No, I was thinking 0-14mph.
https://www.fueleconomy.gov/feg/Find.do?action=sbs&id=38169&id=37309
This is the type of 'cheater' rating you see when a PHEV cannot complete EPA test loops without the ICE coming on at all. You should rate them by the MPGe to see how often the ICE comes on during the EPA cycle.
As you see in the link, the Volt is not 0-53 miles, it is 53 miles AER, and since gas engine does not come on during the EPA loops, it's 106 MPGe because of the higher efficiency of running in all electric mode during the tests. Now the Bimmer only sees 0-14 AER and 56 MPGe because it uses gas engine quite a bit to do the full EPA cycles. On the parts of the EPA test that it CAN run in AER mode, it can get 14 miles, but that's sort of cheating. A Volt will go further than 53 miles on electricity if it gets to skip the more aggressive test cycles, and it will get a higher MPGe. Chevy delivers more than EPA claims, BMW delivers less.

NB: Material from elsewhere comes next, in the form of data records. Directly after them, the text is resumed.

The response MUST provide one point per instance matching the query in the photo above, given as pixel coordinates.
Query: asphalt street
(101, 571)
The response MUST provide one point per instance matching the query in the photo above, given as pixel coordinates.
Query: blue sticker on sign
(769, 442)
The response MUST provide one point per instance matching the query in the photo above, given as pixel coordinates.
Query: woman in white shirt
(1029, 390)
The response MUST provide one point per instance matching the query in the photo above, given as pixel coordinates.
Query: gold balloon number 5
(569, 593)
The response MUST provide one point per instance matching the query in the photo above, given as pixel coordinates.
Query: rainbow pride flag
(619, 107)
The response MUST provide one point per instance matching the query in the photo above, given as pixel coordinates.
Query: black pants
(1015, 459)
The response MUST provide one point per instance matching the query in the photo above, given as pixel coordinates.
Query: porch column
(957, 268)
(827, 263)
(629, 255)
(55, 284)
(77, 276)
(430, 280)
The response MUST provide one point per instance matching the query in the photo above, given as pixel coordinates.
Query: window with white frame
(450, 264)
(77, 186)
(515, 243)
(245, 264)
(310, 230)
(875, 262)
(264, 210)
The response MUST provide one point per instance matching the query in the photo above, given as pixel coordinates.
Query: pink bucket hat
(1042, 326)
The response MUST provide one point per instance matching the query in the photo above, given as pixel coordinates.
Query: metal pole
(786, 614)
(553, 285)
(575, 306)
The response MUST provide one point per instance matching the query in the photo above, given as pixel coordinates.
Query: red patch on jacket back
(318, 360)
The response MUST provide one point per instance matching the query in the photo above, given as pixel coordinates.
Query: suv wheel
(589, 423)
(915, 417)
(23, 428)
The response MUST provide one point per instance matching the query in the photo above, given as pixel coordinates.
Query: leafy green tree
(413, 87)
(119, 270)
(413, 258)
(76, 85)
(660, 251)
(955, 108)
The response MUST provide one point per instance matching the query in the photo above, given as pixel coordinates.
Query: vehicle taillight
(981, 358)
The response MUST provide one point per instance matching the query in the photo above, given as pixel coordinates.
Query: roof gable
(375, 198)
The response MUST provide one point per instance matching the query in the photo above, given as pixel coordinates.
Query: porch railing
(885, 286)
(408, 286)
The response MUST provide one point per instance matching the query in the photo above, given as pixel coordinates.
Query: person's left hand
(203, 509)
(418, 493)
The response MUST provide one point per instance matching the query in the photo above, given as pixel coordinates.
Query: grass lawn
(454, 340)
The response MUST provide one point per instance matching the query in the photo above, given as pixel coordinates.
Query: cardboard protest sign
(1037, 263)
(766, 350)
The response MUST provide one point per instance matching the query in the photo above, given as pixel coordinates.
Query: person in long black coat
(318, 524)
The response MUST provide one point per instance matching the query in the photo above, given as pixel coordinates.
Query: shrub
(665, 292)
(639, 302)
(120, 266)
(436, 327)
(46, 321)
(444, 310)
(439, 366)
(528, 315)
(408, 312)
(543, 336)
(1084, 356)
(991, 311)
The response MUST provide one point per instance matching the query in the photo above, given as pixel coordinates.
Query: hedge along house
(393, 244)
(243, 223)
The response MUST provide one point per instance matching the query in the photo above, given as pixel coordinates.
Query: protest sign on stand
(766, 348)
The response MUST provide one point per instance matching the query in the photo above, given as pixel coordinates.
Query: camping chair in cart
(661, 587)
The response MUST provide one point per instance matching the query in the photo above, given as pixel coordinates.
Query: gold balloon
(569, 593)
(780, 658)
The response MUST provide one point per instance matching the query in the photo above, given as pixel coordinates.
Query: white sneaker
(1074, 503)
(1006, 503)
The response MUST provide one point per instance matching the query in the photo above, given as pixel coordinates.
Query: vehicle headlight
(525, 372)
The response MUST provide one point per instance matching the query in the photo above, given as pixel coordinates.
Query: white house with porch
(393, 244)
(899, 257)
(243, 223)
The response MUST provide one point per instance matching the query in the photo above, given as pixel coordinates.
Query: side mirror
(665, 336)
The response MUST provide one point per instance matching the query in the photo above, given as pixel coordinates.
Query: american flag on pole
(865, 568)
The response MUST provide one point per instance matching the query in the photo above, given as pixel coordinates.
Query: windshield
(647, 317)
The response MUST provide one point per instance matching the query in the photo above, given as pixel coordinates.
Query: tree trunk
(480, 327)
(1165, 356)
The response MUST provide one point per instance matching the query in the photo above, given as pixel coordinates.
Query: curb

I know our G2 Volts when run easy with the AC on, go over 60 miles of AER and 125 MPGe, if I keep the peak speed to 65 mph, but average speed lower. Like in a congested urban freeway drive, or city driving. This is how a common low range plugin such as the X5 must be driven to reach 14 miles.
But why would I call the Bimmer Plugins weak? The X5 version can go 0-60 mph on pure electricity. However: "in EV mode the X5 xDrive40e needs 22.6 seconds to reach 60 mph" per Car & Driver. That is 1/3 the EV acceleration of the Volt.
BTW - This is why we did not end up the CT6 PHEV version. It suffers the same deficiencies as the Euro shortrange PHEVs. Not nearly as bad as the X5 PHEV, but why bother? We just selected the 3.0 TT Platinum. Why haul around 18.4 kWh of battery if you need to run it off gas anyways for acceleration. But at least the CT6 PHEV gets the full $7500 fed credit and a California HOV sticker (which requires 20 miles of range now). But it is also a message to GM. I will not buy watered down compliance cars from them. They need to make a real effort to get my dollars. Which by the way is about the same as the X5 PHEV due to the difference in fed credit.